Consider the IR below. The function computes a reduction over a 1D buffer, which has been tiled to nested scf.parallel
ops. Note that the inner loop is also a scf.parallel
loop with scf.reduce
op. The loops have appropriate gpu.loop_dim_map
attributes.
#map = affine_map<(d0) -> (d0 * 128)>
module {
func.func @sum(%arg0: memref<8192xf32>) -> memref<f32> {
%c128 = arith.constant 128 : index
%c1 = arith.constant 1 : index
%c64 = arith.constant 64 : index
%c0 = arith.constant 0 : index
%cst = arith.constant 0.000000e+00 : f32
%alloc = memref.alloc() {alignment = 64 : i64} : memref<f32>
memref.store %cst, %alloc[] : memref<f32>
%alloc_0 = memref.alloc() {alignment = 64 : i64} : memref<64xf32>
scf.for %arg1 = %c0 to %c64 step %c1 {
memref.store %cst, %alloc_0[%arg1] : memref<64xf32>
}
scf.parallel (%arg1) = (%c0) to (%c64) step (%c1) {
%subview = memref.subview %alloc_0[%arg1] [1] [1] :
memref<64xf32> to memref<f32, strided<[], offset: ?>>
%0 = affine.apply #map(%arg1)
%subview_1 = memref.subview %arg0[%0] [128] [1] :
memref<8192xf32> to memref<128xf32, strided<[1], offset: ?>>
%1 = scf.parallel (%arg2) = (%c0) to (%c128) step (%c1) init (%cst) -> f32 {
%2 = memref.load %subview_1[%arg2] : memref<128xf32, strided<[1], offset: ?>>
scf.reduce(%2 : f32) {
^bb0(%arg3: f32, %arg4: f32):
%3 = arith.addf %arg3, %arg4 : f32
scf.reduce.return %3 : f32
}
} {mapping = [#gpu.loop_dim_map<processor = thread_x,
map = (d0) -> (d0),
bound = (d0) -> (d0)>]}
memref.store %1, %subview[] : memref<f32, strided<[], offset: ?>>
scf.reduce
} {mapping = [#gpu.loop_dim_map<processor = block_x,
map = (d0) -> (d0),
bound = (d0) -> (d0)>]}
scf.for %arg1 = %c0 to %c64 step %c1 {
%0 = memref.load %alloc_0[%arg1] : memref<64xf32>
%1 = memref.load %alloc[] : memref<f32>
%2 = arith.addf %0, %1 : f32
memref.store %2, %alloc[] : memref<f32>
}
memref.dealloc %alloc_0 : memref<64xf32>
return %alloc : memref<f32>
}
}
The above IR is in a form that convert-parallel-loops-to-gpu
pass could consume. However, at the moment SCFToGPU does not support reductions.

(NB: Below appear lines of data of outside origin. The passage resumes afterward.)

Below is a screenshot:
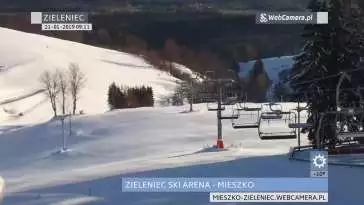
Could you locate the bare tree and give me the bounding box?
[56,70,69,115]
[69,63,86,114]
[39,71,59,116]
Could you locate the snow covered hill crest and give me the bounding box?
[0,27,193,124]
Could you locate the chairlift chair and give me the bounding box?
[258,112,297,140]
[220,105,240,120]
[206,102,225,111]
[231,107,260,129]
[237,101,262,112]
[260,103,284,120]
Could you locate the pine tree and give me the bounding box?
[291,0,362,148]
[107,82,118,110]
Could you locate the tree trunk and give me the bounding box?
[72,99,77,115]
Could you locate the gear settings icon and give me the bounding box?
[312,154,327,169]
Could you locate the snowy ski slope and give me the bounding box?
[0,28,191,124]
[0,104,364,205]
[0,28,364,205]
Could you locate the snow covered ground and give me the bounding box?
[0,28,364,205]
[0,104,364,205]
[0,27,183,125]
[239,56,295,84]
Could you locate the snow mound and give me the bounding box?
[239,56,295,84]
[0,27,181,124]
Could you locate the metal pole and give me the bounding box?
[69,113,72,137]
[297,100,301,150]
[61,115,66,150]
[190,79,194,112]
[217,84,224,149]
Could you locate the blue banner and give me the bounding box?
[122,178,328,192]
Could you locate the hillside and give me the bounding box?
[0,104,363,205]
[0,28,186,124]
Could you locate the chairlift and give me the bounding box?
[258,112,297,140]
[206,102,225,111]
[220,105,240,120]
[231,107,260,129]
[260,103,287,120]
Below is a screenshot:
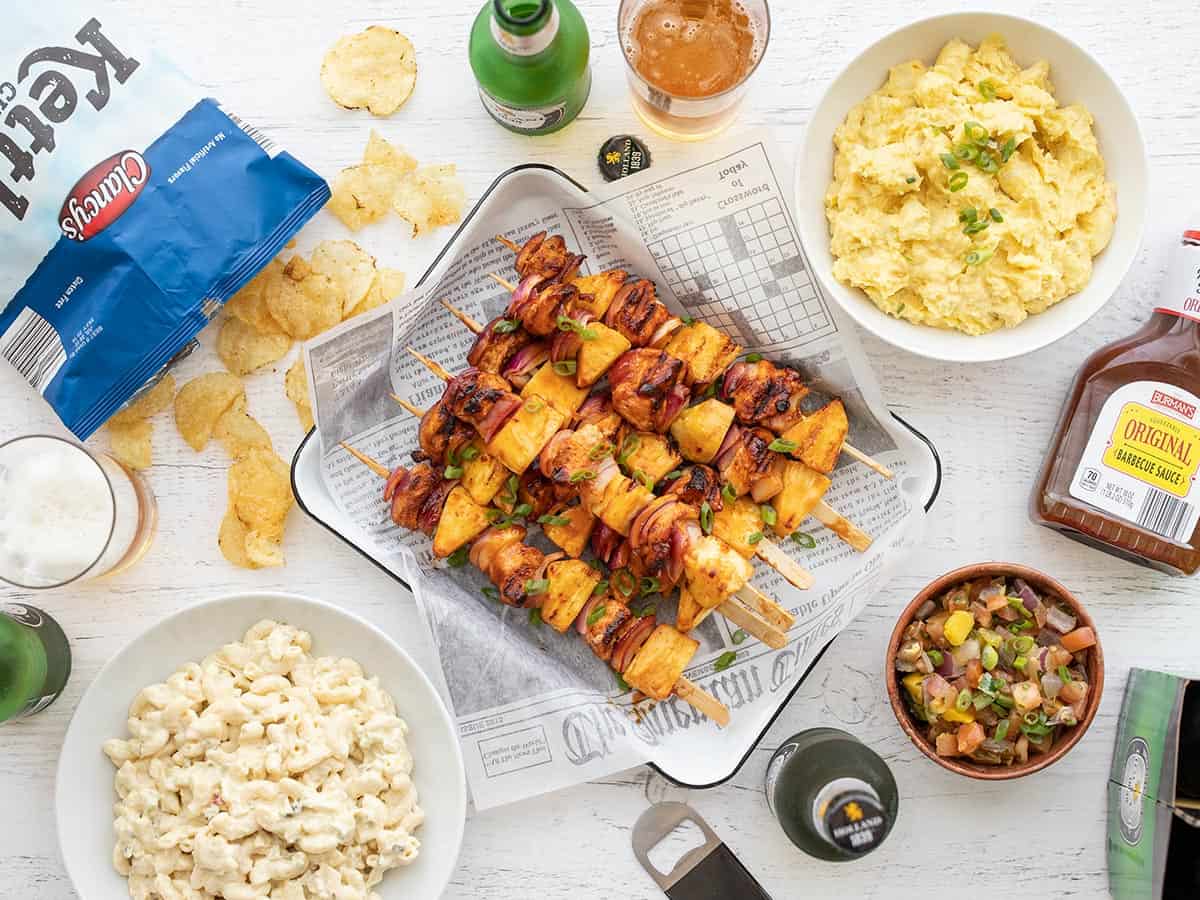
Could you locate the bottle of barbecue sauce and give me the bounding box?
[1030,230,1200,575]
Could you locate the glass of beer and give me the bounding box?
[617,0,770,140]
[0,434,158,588]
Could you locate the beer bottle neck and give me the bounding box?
[812,778,889,856]
[1154,230,1200,323]
[492,0,558,56]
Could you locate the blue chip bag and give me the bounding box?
[0,8,329,439]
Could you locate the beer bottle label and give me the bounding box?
[1154,230,1200,322]
[1069,382,1200,542]
[479,88,566,133]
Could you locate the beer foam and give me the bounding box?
[0,439,113,587]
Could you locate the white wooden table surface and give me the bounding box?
[0,0,1200,900]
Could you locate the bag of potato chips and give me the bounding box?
[0,0,329,438]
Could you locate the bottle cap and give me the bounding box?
[822,791,890,856]
[599,134,650,181]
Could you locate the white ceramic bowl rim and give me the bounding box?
[796,11,1148,362]
[54,590,467,896]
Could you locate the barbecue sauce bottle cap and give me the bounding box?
[598,134,650,181]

Arguably, the above IR could be lowered to a gpu.launch
op and a gpu.all_reduce
op. Specifically, the the inner scf.parallel
can be replaced by gpu.all_reduce
, inheriting the reduction region from the scf.reduce
op. The converted IR (after canonicalization) would be:
#map = affine_map<(d0) -> (d0 * 128)>
module {
func.func @sum(%arg0: memref<8192xf32>) -> memref<f32> {
%c128 = arith.constant 128 : index
%c1 = arith.constant 1 : index
%c64 = arith.constant 64 : index
%c0 = arith.constant 0 : index
%cst = arith.constant 0.000000e+00 : f32
%alloc = memref.alloc() {alignment = 64 : i64} : memref<f32>
memref.store %cst, %alloc[] : memref<f32>
%alloc_0 = memref.alloc() {alignment = 64 : i64} : memref<64xf32>
scf.for %arg1 = %c0 to %c64 step %c1 {
memref.store %cst, %alloc_0[%arg1] : memref<64xf32>
}
gpu.launch blocks(%arg1, %arg2, %arg3) in (%arg7 = %c64, %arg8 = %c1, %arg9 = %c1)

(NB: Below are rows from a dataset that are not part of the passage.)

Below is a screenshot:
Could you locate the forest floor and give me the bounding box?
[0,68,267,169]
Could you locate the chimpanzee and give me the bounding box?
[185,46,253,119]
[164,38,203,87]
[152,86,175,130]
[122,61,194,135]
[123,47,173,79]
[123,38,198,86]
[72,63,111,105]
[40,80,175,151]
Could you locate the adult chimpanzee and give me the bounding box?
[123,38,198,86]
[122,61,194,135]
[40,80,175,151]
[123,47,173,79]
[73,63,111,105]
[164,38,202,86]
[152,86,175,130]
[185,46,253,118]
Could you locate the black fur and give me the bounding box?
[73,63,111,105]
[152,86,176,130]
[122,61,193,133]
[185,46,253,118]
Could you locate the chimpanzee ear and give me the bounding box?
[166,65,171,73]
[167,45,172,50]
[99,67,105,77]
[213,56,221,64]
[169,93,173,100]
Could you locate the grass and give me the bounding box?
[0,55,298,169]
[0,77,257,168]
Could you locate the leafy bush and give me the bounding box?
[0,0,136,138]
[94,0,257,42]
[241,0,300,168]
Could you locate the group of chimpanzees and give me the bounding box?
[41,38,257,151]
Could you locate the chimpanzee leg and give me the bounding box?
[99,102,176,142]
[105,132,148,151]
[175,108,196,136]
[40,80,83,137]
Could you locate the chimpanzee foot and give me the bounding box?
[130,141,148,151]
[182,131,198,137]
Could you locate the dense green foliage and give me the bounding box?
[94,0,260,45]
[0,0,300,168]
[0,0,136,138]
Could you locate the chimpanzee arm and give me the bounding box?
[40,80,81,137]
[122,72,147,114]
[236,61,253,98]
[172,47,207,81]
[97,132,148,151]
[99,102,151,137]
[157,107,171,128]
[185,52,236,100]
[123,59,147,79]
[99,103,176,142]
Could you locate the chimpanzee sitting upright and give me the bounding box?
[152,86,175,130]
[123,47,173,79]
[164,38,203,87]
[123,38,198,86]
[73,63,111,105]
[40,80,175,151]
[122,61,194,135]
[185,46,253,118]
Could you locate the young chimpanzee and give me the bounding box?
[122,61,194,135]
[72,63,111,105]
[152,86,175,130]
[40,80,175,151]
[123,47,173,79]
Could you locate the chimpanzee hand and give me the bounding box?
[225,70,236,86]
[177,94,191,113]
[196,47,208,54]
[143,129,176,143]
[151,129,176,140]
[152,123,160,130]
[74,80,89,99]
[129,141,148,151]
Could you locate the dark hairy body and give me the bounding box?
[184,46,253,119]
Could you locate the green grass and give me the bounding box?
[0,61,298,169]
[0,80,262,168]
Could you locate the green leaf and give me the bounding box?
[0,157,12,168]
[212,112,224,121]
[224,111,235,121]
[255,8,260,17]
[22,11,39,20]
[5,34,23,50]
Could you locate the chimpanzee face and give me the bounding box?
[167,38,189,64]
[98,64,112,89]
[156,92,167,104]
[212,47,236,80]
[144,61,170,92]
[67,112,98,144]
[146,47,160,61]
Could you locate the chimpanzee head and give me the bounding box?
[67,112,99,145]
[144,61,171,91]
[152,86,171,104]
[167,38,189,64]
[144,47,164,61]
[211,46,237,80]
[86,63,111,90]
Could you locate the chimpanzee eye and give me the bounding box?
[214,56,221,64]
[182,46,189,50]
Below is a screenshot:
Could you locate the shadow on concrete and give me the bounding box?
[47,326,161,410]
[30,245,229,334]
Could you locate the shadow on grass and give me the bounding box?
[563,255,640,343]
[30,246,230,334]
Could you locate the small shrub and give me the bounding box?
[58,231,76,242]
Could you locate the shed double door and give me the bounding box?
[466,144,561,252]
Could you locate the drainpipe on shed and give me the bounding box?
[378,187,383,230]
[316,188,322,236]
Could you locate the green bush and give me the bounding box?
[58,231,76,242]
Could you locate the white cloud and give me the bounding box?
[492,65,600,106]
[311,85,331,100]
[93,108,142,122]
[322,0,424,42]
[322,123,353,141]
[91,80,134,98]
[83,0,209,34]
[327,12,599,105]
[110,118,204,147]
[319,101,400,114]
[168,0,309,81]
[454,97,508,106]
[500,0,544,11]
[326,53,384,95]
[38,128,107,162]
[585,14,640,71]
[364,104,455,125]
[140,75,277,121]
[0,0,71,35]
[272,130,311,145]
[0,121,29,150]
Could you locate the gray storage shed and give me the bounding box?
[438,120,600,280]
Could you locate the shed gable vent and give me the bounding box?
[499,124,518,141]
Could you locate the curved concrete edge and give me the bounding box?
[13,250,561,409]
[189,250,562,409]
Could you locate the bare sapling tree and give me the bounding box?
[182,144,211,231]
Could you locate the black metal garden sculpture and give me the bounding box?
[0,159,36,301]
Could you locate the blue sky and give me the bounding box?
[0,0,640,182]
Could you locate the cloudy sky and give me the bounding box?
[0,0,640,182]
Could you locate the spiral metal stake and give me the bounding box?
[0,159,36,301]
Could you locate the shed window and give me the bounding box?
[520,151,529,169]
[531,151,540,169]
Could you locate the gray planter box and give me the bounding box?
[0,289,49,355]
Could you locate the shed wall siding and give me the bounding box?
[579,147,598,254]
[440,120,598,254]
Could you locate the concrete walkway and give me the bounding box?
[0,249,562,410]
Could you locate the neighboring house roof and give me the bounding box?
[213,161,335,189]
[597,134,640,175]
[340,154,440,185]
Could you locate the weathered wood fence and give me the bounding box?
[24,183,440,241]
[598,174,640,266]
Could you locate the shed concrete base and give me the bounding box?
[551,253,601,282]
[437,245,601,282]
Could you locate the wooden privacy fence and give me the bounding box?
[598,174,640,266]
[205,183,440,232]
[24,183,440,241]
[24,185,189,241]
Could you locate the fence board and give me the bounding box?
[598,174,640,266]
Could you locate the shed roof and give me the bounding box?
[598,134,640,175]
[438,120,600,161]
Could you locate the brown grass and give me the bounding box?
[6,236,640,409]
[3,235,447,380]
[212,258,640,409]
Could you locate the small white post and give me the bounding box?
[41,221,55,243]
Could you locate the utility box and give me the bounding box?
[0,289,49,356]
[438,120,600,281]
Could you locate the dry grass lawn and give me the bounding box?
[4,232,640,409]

threads(%arg4, %arg5, %arg6) in (%arg10 = %c128, %arg11 = %c1, %arg12 = %c1) {
%subview = memref.subview %alloc_0[%arg1] [1] [1] :
memref<64xf32> to memref<f32, strided<[], offset: ?>>
%0 = affine.apply #map(%arg1)
%subview_1 = memref.subview %arg0[%0] [128] [1] :
memref<8192xf32> to memref<128xf32, strided<[1], offset: ?>>
%1 = memref.load %subview_1[%arg4] : memref<128xf32, strided<[1], offset: ?>>
%2 = gpu.all_reduce %1 uniform {
^bb0(%arg13: f32, %arg14: f32):
%3 = arith.addf %arg13, %arg14 : f32
gpu.yield %3 : f32
} : (f32) -> f32
memref.store %2, %subview[] : memref<f32, strided<[], offset: ?>>
gpu.terminator
} {SCFToGPU_visited}
scf.for %arg1 = %c0 to %c64 step %c1 {
%0 = memref.load %alloc_0[%arg1] : memref<64xf32>
%1 = memref.load %alloc[] : memref<f32>
%2 = arith.addf %0, %1 : f32
memref.store %2, %alloc[] : memref<f32>
}
memref.dealloc %alloc_0 : memref<64xf32>
return %alloc : memref<f32>
}
}
This IR can be lowered to GPU binary using existing passes, for example the nvvm
pipeline. (Moving buffers to/from the device, and potentially executing the final reduction on the gpu would require additional changes but those can be dealt with separately.)
The necessary code change in SCFToGPU conversion looks relatively straightforward (at least for simple cases like this).
Is this a reasonable approach for reduction op lowering that would be of general interest?
My motivation is that the first version with tiled scf.parallel
op could plausibly be generated from, say, linalg.reduce
, using something like linalg::tileReductionUsingForall
(with some modifications - at the moment it generates a serial scf.for
for the inner loop) with which lowering from linalg to gpu binary should be possible.